Everyone keeps talking about the Dec. 2 runoff in Georgia as the one that may decide the 60th seat. That will almost assuredly be settled before Minnesota. Unless of course that race goes into a recount also.


Secretary of State: Hillary?

  • Author: Ben Keeler
  • Filed under: Congress
  • Date: Nov 14,2008

Washington Post: There's increasing chatter in political circles that the Obama camp is not overly happy with the usual suspects for secretary of state these days and that the field might be expanding somewhat beyond Sen. John Kerry (D-Mass.), Gov. Bill Richardson (D-N.M.), Sen. Chuck Hagel (R-Neb.) and maybe former Democratic senator Sam Nunn of Georgia.

There's talk, indeed, that Sen. Hillary Rodham Clinton (D-N.Y.) may now be under consideration for the post.

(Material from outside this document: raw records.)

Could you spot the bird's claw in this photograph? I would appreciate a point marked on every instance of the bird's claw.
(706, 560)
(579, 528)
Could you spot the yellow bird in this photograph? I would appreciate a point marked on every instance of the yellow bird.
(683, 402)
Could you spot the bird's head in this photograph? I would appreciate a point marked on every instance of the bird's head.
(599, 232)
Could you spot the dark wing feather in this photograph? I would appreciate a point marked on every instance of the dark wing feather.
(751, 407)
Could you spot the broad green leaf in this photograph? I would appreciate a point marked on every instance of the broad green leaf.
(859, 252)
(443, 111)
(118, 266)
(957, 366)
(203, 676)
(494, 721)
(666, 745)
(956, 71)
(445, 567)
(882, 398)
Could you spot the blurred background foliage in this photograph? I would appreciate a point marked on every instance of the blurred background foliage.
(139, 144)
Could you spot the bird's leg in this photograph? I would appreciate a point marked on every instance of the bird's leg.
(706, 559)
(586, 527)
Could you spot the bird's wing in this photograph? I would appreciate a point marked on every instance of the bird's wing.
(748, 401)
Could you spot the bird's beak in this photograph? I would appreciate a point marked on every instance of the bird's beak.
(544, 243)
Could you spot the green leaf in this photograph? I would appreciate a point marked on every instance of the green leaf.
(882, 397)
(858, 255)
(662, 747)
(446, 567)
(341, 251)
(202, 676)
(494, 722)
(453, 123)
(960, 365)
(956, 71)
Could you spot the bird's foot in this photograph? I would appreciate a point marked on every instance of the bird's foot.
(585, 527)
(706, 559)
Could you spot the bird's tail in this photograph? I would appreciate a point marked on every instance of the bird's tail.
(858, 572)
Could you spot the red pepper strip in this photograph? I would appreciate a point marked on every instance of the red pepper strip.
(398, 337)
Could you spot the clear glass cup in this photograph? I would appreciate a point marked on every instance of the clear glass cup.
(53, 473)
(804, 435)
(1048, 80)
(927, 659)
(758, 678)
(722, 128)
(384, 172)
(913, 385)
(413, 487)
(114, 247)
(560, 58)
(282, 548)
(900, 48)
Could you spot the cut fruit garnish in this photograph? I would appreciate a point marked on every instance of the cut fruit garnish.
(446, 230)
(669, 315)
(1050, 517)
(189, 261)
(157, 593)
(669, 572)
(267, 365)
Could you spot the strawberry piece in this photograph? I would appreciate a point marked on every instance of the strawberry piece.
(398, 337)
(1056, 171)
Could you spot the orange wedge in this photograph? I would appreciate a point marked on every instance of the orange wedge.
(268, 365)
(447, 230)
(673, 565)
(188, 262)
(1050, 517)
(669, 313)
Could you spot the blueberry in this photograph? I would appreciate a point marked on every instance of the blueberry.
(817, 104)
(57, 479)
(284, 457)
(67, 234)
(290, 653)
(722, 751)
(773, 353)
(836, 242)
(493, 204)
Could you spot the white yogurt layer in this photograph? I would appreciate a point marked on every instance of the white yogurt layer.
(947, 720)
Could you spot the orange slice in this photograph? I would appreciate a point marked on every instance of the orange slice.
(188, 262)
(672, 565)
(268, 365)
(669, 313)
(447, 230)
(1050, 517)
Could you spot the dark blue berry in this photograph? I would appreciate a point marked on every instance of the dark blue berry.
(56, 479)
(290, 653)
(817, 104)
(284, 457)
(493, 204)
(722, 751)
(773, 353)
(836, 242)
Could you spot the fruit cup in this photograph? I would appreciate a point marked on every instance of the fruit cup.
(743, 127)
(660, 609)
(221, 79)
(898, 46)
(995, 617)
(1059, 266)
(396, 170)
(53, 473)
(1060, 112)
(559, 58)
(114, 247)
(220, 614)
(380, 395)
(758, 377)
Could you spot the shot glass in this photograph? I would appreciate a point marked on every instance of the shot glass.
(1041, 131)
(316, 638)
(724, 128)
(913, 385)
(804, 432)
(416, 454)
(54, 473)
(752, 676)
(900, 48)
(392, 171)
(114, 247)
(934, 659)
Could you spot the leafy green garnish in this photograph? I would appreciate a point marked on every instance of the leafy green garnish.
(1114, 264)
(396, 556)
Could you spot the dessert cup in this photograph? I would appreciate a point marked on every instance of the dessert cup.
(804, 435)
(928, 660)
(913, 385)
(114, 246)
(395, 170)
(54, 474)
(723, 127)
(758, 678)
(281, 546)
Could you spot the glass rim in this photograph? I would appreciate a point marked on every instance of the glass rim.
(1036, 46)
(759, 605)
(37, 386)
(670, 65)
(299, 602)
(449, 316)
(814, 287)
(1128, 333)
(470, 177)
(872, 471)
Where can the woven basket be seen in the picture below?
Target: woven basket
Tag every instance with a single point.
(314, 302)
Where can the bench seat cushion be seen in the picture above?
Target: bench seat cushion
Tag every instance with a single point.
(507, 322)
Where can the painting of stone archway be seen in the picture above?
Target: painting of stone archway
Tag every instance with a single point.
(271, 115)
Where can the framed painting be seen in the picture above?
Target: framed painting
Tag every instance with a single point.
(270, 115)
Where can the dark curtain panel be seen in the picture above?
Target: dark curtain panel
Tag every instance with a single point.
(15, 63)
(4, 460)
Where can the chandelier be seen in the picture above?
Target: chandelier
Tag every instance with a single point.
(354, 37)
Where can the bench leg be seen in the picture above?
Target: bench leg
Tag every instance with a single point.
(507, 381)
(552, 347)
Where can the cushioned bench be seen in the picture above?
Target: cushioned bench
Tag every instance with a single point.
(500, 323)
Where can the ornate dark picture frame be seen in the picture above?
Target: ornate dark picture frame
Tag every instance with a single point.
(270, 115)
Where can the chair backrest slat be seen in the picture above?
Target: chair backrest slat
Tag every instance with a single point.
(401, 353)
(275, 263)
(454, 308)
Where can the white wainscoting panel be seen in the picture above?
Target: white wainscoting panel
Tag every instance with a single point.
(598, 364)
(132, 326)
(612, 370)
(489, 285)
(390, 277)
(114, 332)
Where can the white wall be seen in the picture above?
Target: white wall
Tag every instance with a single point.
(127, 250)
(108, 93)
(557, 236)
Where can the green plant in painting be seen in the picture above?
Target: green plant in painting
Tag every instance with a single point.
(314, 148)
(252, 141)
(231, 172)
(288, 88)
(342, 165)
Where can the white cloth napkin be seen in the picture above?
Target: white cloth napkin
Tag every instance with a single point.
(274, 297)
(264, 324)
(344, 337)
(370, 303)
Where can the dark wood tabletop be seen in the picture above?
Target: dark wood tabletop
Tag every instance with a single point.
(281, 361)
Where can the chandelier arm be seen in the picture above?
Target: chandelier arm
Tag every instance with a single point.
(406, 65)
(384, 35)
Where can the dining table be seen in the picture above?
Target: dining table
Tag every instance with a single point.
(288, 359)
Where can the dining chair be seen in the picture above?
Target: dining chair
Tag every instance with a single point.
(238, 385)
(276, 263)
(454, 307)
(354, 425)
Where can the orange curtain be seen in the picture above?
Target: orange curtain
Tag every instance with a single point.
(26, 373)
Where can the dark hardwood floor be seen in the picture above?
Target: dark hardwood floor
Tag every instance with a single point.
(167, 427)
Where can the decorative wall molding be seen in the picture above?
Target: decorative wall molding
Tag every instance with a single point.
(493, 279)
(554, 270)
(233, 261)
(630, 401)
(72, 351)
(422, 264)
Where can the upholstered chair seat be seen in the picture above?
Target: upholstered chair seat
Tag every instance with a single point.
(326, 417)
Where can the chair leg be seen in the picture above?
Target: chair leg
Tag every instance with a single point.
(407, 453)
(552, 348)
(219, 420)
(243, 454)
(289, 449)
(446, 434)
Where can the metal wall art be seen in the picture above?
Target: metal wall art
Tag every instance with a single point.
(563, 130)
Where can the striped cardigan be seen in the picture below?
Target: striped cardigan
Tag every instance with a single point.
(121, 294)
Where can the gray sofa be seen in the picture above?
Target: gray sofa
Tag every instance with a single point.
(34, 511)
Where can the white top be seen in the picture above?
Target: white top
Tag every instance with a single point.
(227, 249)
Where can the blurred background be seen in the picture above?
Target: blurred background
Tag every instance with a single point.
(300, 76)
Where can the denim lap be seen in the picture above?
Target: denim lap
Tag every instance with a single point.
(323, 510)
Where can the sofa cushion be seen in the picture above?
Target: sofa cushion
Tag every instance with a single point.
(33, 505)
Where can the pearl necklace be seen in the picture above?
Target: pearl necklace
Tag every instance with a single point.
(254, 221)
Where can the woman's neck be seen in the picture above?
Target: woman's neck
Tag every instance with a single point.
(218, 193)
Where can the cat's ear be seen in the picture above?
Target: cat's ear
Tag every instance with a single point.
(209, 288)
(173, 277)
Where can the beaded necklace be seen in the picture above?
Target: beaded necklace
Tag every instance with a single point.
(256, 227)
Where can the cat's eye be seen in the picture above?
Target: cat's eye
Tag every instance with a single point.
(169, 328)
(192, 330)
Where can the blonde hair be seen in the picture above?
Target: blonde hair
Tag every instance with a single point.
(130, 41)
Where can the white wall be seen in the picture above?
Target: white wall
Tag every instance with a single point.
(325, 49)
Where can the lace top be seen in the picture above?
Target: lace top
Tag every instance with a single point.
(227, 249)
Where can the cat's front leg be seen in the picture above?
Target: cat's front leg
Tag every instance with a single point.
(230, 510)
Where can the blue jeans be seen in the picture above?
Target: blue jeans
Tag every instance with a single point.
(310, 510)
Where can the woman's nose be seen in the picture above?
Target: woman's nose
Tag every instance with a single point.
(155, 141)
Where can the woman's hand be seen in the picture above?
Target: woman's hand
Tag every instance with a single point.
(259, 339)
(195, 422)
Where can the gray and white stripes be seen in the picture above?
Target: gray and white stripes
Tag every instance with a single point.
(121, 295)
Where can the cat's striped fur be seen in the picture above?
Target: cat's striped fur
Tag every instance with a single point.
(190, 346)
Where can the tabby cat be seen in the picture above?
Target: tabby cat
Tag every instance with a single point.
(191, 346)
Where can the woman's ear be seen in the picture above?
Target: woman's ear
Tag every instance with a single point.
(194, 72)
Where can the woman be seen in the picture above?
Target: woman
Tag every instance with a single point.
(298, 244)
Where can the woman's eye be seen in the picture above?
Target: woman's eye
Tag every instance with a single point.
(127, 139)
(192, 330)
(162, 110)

Her office referred any questions to the Obama transition; Obama spokesman Tommy Vietor declined to comment.

Well, someone has to answer that phone at 3 AM right? Not a lifetime job like the Supreme Court, but still pretty prestigious. I'd take her over John "Global Test" Kerry though; we'd be lucky to have her over some of the others he might name and she would keep the tradition of undermining POTUS alive and well at State. Did Jimmy Carter take himself out of the running? Which reminds me, now that Obama won, Carter is finally off the hook. Sad to say, that line of attack officially died. Unfortunately, Democrats will have a Jimmy Carter they will try to use against Republican candidates for the next 20 years: George W. Bush. Just because this campaign is over, I don't think his name will go away for awhile on the Democratic candidate trail.

Nah….this can only be a trial balloon. He couldn't appoint someone who is far more experienced than he is to this post. Unless he wants someone to blame when his foreign policy goes bad?